Les trois aînées insistent pour apporter leur témoignage. Elles évoquent la mémoire de leur mère. « Maman, c’était quelqu’un de bien. Elle n’a jamais voulu nous séparer de lui, elle voulait juste qu’on soit des enfants normaux. » Cette jolie brune de 15 ans évoque la peur que les enfants avaient de leur père. « Notre plus grande peur, encore aujourd’hui c’est lui… » L’adolescente fourmille de projets et elle le dit haut et fort, comme pour conjurer le sort : « J’ai décidé de devenir juge d’instruction. » Sa grande sœur, elle, ne veut plus entendre parler de son père : « Je suis partie de la maison il y a quatre ans à cause de lui.

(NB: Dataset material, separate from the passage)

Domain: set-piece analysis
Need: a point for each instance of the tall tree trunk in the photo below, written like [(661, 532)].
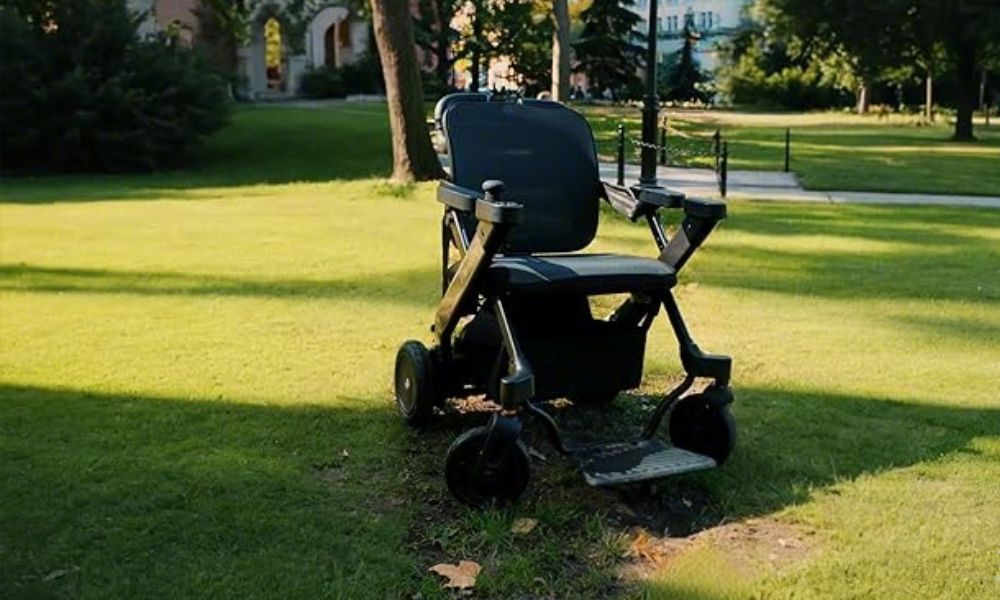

Il y a deux ans, à l’âge de l’adolescence où j’ai le plus besoin de ma mère, il me l’enlève. » Elle évoque les tentatives de réconciliation avec Diégo Schuler qui ont toujours avorté. Pour leur jeune sœur, l’audition s’est achevée dans les larmes : « Jamais je ne lui pardonnerai ! »

Diégo Schuler a écouté ses filles, sans émotion apparente. Les experts et les témoins, qui se sont succédé à la barre toute cette journée, n’ont pas suffi à faire oublier la douleur de ces cinq enfants. Aujourd’hui, place aux réquisitions de l’avocat général et aux plaidoiries des avocats. Le verdict est attendu en soirée.